Dave shook his head. “I’m used to working with someone who has that level of charisma. You’re not.”

“Okay,” Jen said, trying to stop this part of the conversation. “We’ve dealt with the made-up game character. Now, I have some other questions—”

“Oh,” Spider said, “it’s not made-up. It’s you. That’s the magic of the store.”

“It’s not me,” Jen said, “and I’m sorry to tell you that the store doesn’t have any magic. Someone probably left the door unlocked that night. The store didn’t find me. I was walking down the street and saw your sign.”

“Which wasn’t up until you looked in the window,” Dave said.

“So you put it there,” Jen said. “Big whoop.”

“None of us placed the sign in the window,” Dave said. “We never do.”

She sighed. “I know you guys like to pretend that the store is magic. But it’s just a place. And that ‘character’ is just a piece of paper with random numbers on it.”

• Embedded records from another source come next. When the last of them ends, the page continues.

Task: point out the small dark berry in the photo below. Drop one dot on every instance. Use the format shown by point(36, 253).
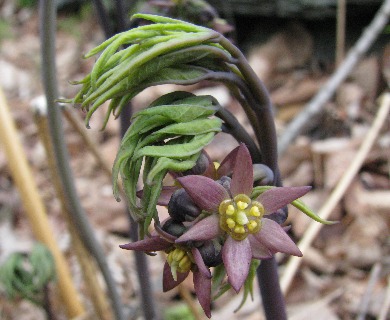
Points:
point(211, 255)
point(182, 208)
point(173, 227)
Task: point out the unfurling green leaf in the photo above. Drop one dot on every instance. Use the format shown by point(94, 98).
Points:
point(168, 135)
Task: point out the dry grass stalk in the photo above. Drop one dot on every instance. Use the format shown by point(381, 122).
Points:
point(35, 209)
point(338, 192)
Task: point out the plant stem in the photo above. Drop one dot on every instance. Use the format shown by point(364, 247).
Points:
point(88, 265)
point(78, 216)
point(35, 209)
point(267, 274)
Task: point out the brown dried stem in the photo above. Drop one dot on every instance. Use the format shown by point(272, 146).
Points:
point(338, 192)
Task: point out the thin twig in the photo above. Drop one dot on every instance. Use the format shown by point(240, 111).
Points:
point(366, 298)
point(306, 118)
point(78, 215)
point(87, 264)
point(79, 126)
point(338, 192)
point(340, 30)
point(35, 209)
point(386, 303)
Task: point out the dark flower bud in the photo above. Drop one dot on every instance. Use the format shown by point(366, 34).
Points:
point(262, 174)
point(200, 167)
point(174, 228)
point(211, 253)
point(225, 182)
point(181, 207)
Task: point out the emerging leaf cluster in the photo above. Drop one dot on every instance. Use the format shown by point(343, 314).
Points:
point(168, 135)
point(25, 276)
point(167, 51)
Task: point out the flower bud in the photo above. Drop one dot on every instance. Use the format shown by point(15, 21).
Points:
point(181, 207)
point(174, 228)
point(225, 182)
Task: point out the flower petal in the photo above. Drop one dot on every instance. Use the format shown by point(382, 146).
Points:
point(148, 244)
point(242, 179)
point(278, 197)
point(273, 236)
point(237, 256)
point(202, 285)
point(205, 229)
point(200, 263)
point(227, 165)
point(206, 193)
point(259, 251)
point(168, 281)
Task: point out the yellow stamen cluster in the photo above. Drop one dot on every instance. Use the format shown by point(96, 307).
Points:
point(240, 216)
point(179, 261)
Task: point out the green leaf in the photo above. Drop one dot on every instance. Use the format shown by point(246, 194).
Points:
point(177, 151)
point(300, 205)
point(248, 285)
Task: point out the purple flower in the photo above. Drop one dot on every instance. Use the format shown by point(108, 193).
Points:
point(234, 215)
point(180, 261)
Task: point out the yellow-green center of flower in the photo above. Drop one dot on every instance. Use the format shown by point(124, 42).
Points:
point(180, 261)
point(240, 216)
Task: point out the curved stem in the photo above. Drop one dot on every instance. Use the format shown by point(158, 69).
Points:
point(262, 109)
point(148, 305)
point(267, 273)
point(78, 216)
point(233, 127)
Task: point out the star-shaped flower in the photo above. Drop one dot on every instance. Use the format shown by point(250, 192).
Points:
point(180, 261)
point(242, 221)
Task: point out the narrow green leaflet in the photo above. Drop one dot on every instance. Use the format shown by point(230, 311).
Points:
point(248, 285)
point(299, 204)
point(168, 135)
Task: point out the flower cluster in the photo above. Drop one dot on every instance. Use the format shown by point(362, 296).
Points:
point(215, 220)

“Do you really believe that?” Dave asked.

“Of course,” she said. “Any sensible person would.”

“Sensible.” Spider shook his head.

“I don’t want to seem ungrateful,” she said, shaking the envelope with her bonus inside, “but I don’t understand this place—”

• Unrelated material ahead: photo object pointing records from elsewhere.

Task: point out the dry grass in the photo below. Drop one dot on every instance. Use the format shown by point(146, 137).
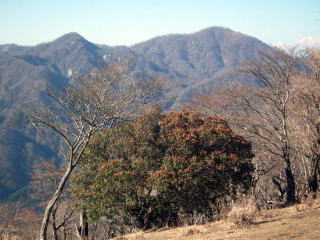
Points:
point(243, 212)
point(296, 222)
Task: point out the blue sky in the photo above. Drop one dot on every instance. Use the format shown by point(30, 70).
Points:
point(125, 22)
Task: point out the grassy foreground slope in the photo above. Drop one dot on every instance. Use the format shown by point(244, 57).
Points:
point(296, 222)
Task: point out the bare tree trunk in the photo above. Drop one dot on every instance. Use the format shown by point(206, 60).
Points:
point(291, 186)
point(83, 229)
point(52, 202)
point(313, 179)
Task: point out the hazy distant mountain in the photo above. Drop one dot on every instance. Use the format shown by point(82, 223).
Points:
point(193, 62)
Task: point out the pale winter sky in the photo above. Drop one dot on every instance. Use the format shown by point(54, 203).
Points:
point(126, 22)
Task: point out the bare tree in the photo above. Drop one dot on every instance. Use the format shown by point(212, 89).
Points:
point(98, 100)
point(262, 114)
point(306, 123)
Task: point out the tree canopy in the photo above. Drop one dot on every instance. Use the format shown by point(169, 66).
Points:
point(161, 165)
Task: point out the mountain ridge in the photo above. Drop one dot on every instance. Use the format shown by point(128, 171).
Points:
point(193, 63)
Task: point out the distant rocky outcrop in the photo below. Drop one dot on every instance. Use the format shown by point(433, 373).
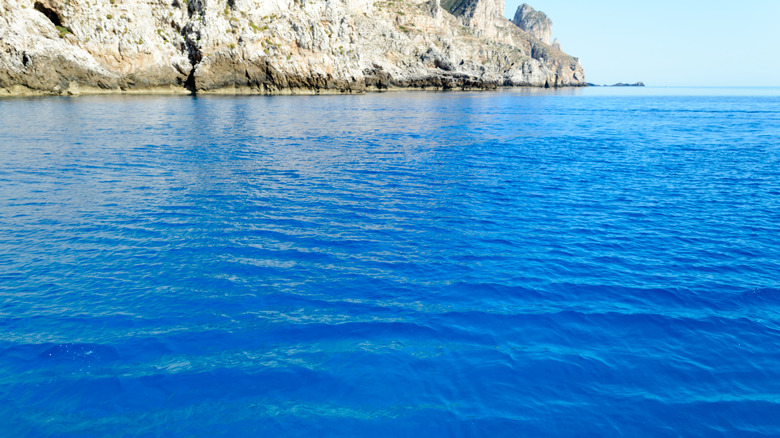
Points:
point(623, 84)
point(269, 47)
point(536, 23)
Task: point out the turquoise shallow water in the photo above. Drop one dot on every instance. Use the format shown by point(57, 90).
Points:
point(594, 262)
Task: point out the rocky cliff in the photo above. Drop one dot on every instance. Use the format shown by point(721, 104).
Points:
point(269, 46)
point(536, 23)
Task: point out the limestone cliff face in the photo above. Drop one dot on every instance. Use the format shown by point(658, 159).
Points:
point(267, 46)
point(536, 23)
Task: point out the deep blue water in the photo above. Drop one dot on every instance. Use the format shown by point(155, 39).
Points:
point(578, 263)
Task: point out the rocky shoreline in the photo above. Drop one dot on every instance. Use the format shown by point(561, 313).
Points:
point(70, 47)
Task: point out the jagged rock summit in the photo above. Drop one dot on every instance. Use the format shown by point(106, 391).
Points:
point(536, 23)
point(269, 47)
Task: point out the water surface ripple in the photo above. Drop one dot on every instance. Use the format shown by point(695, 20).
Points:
point(404, 264)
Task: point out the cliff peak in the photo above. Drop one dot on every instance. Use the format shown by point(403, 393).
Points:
point(536, 23)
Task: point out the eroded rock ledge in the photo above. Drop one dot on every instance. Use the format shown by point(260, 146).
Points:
point(269, 47)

“That’s clear,” Spider muttered.

“Who are you, Dave?” she asked, ignoring Spider. “Are you the owner?”

“I’m the caretaker,” Dave said.

“The manager,” she said.

“We have managers. Spider for the daytime and Rafe for evenings.”

“I haven’t met Rafe,” she said.

“Not yet,” Dave said. “You might never meet him.”

“So who do you caretake the store for?” Jen asked.

Dave looked at Spider. “I thought you told her the history.”

Spider shrugged. “What I could.”

“This town is special,” Dave said. “You realize that, right?”

She was about to deny it, when she realized he was right. How many small Midwestern towns could boast a history of gangsters, Playboy bunnies, great wealth, and a large artistic community? She could think of no other.

“Sometimes, the specialness comes to a place because of the people,” Dave said. “Sometimes the people come to a place because it is already special.”

“Okay,” she said. “The lake brought people here. So?”

“So,” Dave said, pausing for dramatic effect. “The store does the same thing.”

She clenched a fist, feeling more exasperated than she probably had a right to. He wasn’t going to give her a straight answer, at least not in front of Spider.

“Who were the men I met the night you hired me?” Jen asked, deciding to try a different tack.

“The original gamers,” Dave said.

“Original to what?”

“To the store’s game,” Dave said. “They existed before the store did.”

She almost said, Well, duh, but restrained herself.

She wasn’t going to get a straight answer, even though Dave had promised them.

Or had he?

All he had promised was that she could ask the questions she’d been storing up.

“So,” she said to Dave, “are you going to let a so-called thief remain behind your counter?”

“I’m going to let an actual thief work the store,” Dave said. “And I hope you participate in the game soon. You’re going to be one of our best characters ever.”

As if she didn’t really exist. As if she wasn’t a person, just a figment of his imagination.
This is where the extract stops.